カーテンを開けて外を見ると景色は普通だった。
「てか、パートナーって誰なんだろ。全く想像できんなぁ」
色々と想像を膨らませていた。
「ガタッ」
突如自分しかいない部屋から物音がした。
「誰だ!?」
俺は警戒しながら辺りを見回した。しかし、特に変わった所は無かった。
「おい、どこ見てるんだ」
「うわぁ!!」
いきなり足元から声が聞こえて俺は驚いてベッドの上で転んで頭を壁にぶつけた。
「イテテ・・・」
頭を擦りながら前を見てみるとそこには一匹のただの黒猫がいた。
「いきなり転んでどうした?」
いや、ただの黒猫では無かった。喋る黒猫だった。
「ね、猫が喋ったぁ!!」
俺はこの日、人生で驚いた事ランキングが更新された。
「あの天使・・・。わざと説明しなかったな」
黒猫は天使への不満をぶつぶつ呟いていた。
「天使も忙しかったからだと思うよ。多分・・・」
俺は一応天使のフォローした。
「すまんないきなり悪態ついて。俺は今日からお前のパートナーになったクロだ。見ての通り、姿は黒猫だ。よろしくな」
「俺は長瀬友久だ。こちらこそよろしく」
俺はクロと握手を交わした。
「まあ、お前もこっちに来たばっかで色々分からんやろうし、分からん事があったら何でも質問してくれや」
「じゃあ、今この世界は魔王に攻め込まれているんだよね」
「おう、絶賛大ピンチって所だな」
「でも、外を見たけど特に変な所は無かったけど」
「それはまだ、お前以外のフェイターが被害を抑えてるからだよ」
「もう仲間達は来ていくのか!?」
「ああ、魔王の進行は約1年前から始まっている。その頃からフェイターが戦っているはずだ」
「い、1年前からって」
(味方が1年も戦っても倒せない敵なんて俺大丈夫なのか・・・)
俺はクロの話を聞いて不安になった。
「それで、1年たっても倒せない敵ってなんだ?」
「何言ってるんだ?倒してるぞ」
「ふぇ!?」
俺は驚きのあまり変な声が出た。
「お前、ゲームとかでいきなり勇者が魔王と戦うか?」
「いや、そんなの負けイベントでしかないし。
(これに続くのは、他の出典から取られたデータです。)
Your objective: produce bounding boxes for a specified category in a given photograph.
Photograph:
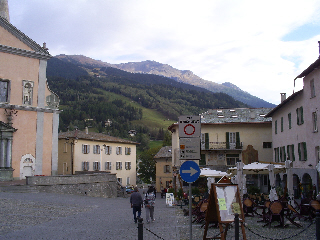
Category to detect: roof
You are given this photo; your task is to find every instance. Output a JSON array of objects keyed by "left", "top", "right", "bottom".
[
  {"left": 168, "top": 108, "right": 272, "bottom": 131},
  {"left": 154, "top": 146, "right": 172, "bottom": 158},
  {"left": 58, "top": 130, "right": 139, "bottom": 144},
  {"left": 200, "top": 108, "right": 272, "bottom": 123},
  {"left": 294, "top": 58, "right": 320, "bottom": 80},
  {"left": 0, "top": 16, "right": 52, "bottom": 58},
  {"left": 266, "top": 89, "right": 303, "bottom": 117}
]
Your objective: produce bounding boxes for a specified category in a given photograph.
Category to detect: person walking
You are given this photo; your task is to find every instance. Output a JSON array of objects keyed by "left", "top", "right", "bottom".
[
  {"left": 130, "top": 187, "right": 143, "bottom": 223},
  {"left": 144, "top": 186, "right": 156, "bottom": 223}
]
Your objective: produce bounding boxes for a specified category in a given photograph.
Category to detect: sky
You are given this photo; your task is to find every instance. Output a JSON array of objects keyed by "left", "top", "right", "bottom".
[{"left": 8, "top": 0, "right": 320, "bottom": 104}]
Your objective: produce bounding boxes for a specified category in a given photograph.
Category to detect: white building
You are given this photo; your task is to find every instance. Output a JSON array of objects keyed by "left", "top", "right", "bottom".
[
  {"left": 266, "top": 45, "right": 320, "bottom": 198},
  {"left": 58, "top": 129, "right": 138, "bottom": 186}
]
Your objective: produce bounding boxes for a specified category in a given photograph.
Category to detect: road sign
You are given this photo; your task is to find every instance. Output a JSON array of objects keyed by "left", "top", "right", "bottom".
[
  {"left": 179, "top": 116, "right": 201, "bottom": 138},
  {"left": 180, "top": 161, "right": 200, "bottom": 183},
  {"left": 179, "top": 138, "right": 200, "bottom": 160}
]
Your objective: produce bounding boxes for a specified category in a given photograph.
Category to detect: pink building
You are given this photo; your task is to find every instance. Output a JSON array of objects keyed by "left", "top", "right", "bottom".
[
  {"left": 266, "top": 43, "right": 320, "bottom": 198},
  {"left": 0, "top": 0, "right": 59, "bottom": 178}
]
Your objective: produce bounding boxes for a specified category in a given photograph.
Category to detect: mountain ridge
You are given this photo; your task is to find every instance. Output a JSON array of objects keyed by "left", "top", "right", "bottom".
[{"left": 55, "top": 54, "right": 275, "bottom": 108}]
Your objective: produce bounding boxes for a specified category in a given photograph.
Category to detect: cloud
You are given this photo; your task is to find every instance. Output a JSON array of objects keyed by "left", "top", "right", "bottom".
[{"left": 9, "top": 0, "right": 320, "bottom": 104}]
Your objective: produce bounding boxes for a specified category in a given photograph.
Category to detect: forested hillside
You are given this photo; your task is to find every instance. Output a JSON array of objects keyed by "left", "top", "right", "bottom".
[{"left": 47, "top": 58, "right": 245, "bottom": 138}]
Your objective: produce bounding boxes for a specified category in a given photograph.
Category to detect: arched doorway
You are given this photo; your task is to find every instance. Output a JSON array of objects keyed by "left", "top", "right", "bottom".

普通なら魔族とか手下を倒していくストーリーだったはず」
「そう!つまり今は魔王の手下、こっちでは『モンスター』達を倒しながら、魔王の所に行って倒すって流れだ!」
「そんな簡単に言われても出来るのか?」
「だから『フェイター』には仲間がいるんだろ」
「なるほど、それで、今はこの世界に仲間は何人いるんだ?」
「分からん」
「んな!?」
想定外の答えに友久は口を大きく開けて唖然としていた。
「普通なら仲間同士で連絡するだろ」
「仕方ないだろ。俺だってこの世界に来たのは最近だし、仲間同士の連絡方法もないし、何よりあのクソ天使がどこ探しても居ないんだよ」
そう言うとまた天使の愚痴を言い始めた。
(どんだけ仲が悪いんだよ)
呆れて俺は何も言えなかった。
「まあ、あれはさておいて。実際『モンスター』達からの被害を抑えてるんだ?」
「それはだな、モンスター達はこの世界には現れないんだ。『歪みの世界』っていう簡単にいえばこの世界と繋がっている異世界みたいな所でそこにモンスターが現れるんだ」
「じゃあ、俺達はその歪みの世界にいってモンスターを倒さなくちゃいけないのか」
「そういう事だ。そして、制限時間もあって1時間だ」
「なんで1時間なんだ?」
「実はこの世界と歪みの世界では時間の進み方に違いがあって現実の1分が歪みの世界では1時間なんだ。それでさっきこの世界と歪みの世界は繋がったいると言ったが、ある条件が揃うとそれから1時間以上経つと歪みの世界で起きた事、例えば建物が破壊とかが現実世界でも起きてしまうんだ」
「だから1時間って訳か。そして、その条件がモンスターが現れる事か?」
「半分正解だ。モンスターだけじゃなくてお前達フェイターもその条件に入るんだ」
「まじか・・・。そこは気をつけとかないとな」
「まあ、今の所被害は0だからそこまで気にする必要はないぞ」
こんな風に俺は一通りフェイターについてクロから教えて貰った。
「なあ、そういやもう1つ聞きたい事があるんだか」
「なんだ?」
「俺ってフェイターでモンスターたちを倒していくんだろ」
「ああ、それがフェイターの仕事だからな」
「じゃあ、それ以外の時はどうするんだ?」
「そういや、それも説明しなくちゃな。お前はこの世界に馴染んでもらうために・・・」
クロは途中で言葉を濁した。俺は何を言われるか分からず緊張のあまり唾を飲み込んだ。
「今日からお前には高校生になってもらう」
「はぁ?!」
それは俺がもう二度となるとは思っていなかった事だった。